Roy: I think that the current focus on art archives and individual images has stagnated the fandom somewhat. There is less interest in “telling a story” and more in “being the story”. This, however, was an inescapable result of the free market and the number of furry artists who want to make some level of significant income from their work. Comic books are expensive with low chance for success. Webcomics are more lucrative due to low overhead. But the real moneymaker these days are individual commissions, where the artist can quickly find themselves swamped by demand.
And while there are certain problems with that as well—mainly in the form of deadbeats on both the artistic and commissioning side of the aisle—it’s not unheard of for furry art to be someone’s main or even only form of income. Add to this the cottage industries for fursuits and fursuiting accessories, may Hank Hill watch over me, praised be his barbeque.
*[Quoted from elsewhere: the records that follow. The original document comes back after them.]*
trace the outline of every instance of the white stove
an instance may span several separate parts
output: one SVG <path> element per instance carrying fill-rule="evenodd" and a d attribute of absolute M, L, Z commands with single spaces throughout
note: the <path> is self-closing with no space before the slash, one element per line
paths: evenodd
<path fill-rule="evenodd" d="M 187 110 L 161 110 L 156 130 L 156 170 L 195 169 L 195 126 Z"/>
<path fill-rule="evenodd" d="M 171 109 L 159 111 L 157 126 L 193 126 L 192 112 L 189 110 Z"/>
I should also say that Furry social media has ALWAYS had a toxicity problem, even when it was limited to alt.fan.furry on the old Usenet forums and direct email. There were disinformation campaigns, smear jobs, attempts to get people fired—it was all there before, and modern social media has made it that much easier to amplify everything. That’s the downside to being able to share your homedrawn image of a unicorn knight with thousands of people in ten seconds.
Dan: Any closing comments for our readers?
Roy: I still love Furry Fandom as much today as when I first got into it. To me it’s a meta-genre, a place where any genre and rating can be mixed together for an intoxicatingly creative brew. If there’s any threat to the fandom as a whole, it’s a matter of saying “this fandom isn’t for the likes of X” and then trying to bully those people out. LGBT or straight, conservative or liberal, we need to remember that Furries aren’t bound to any such labels. Creation is our lifeblood; let it flow.
Dan: Thanks for taking the time to talk with us today.